Note that in the present embodiment, an example where the tracking candidate frame 1404 is a square frame in the dashed line, and the tracking frame 1405 is a square frame in the solid line, but the present disclosure is not limited to this, and the shape, color, size, and the like of the frame may be changed. For example, the tracking candidate frame 1404 may be an orange double key frame, and the size may be displayed as a fixed size, and the tracking frame 1405 may be a white double rectangular frame, and the size may be variable according to the size of the subject.

According to the present embodiment, by superimposing and displaying the tracking frame and the tracking candidate frame at the AF frame position set by the manual focus operation at the time of subject non-detection, the user can easily grasp the subject of the tracking target during the manual focus operation and after the manual focus operation ends.

According to the present disclosure, it is possible to easily grasp a main subject that is a target for AF control selected by a user operation.

OTHER EMBODIMENTS

Embodiment(s) of the present disclosure can also be realized by a computer of a system or apparatus that reads out and executes computer executable instructions (e.g., one or more programs) recorded on a storage medium (which may also be referred to more fully as a ‘non-transitory computer-readable storage medium’) to perform the functions of one or more of the above-described embodiment(s) and/or that includes one or more circuits (e.g., application specific integrated circuit (ASIC)) for performing the functions of one or more of the above-described embodiment(s), and by a method performed by the computer of the system or apparatus by, for example, reading out and executing the computer executable instructions from the storage medium to perform the functions of one or more of the above-described embodiment(s) and/or controlling the one or more circuits to perform the functions of one or more of the above-described embodiment(s).
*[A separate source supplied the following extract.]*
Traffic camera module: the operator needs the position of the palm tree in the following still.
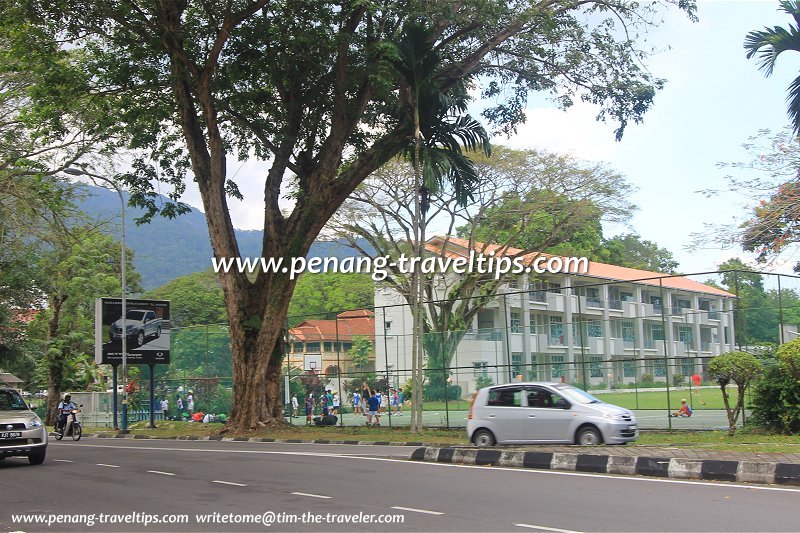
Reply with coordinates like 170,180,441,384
745,0,800,133
387,22,490,432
The computer may comprise one or more processors (e.g., central processing unit (CPU), micro processing unit (MPU)) and may include a network of separate computers or separate processors to read out and execute the computer executable instructions. The computer executable instructions may be provided to the computer, for example, from a network or the storage medium. The storage medium may include, for example, one or more of a hard disk, a random-access memory (RAM), a read only memory (ROM), a storage of distributed computing systems, an optical disk (such as a compact disc (CD), digital versatile disc (DVD), or Blu-ray Disc (BD)™), a flash memory device, a memory card, and the like.

While the present disclosure has been described with reference to exemplary embodiments, it is to be understood that the present disclosure is not limited to the disclosed exemplary embodiments. The scope of the following claims is to be accorded the broadest interpretation so as to encompass all such modifications and equivalent structures and functions.

This application claims the benefit of Japanese Patent Application No. 2024-089246, filed May 31, 2024 which is hereby incorporated by reference herein in its entirety.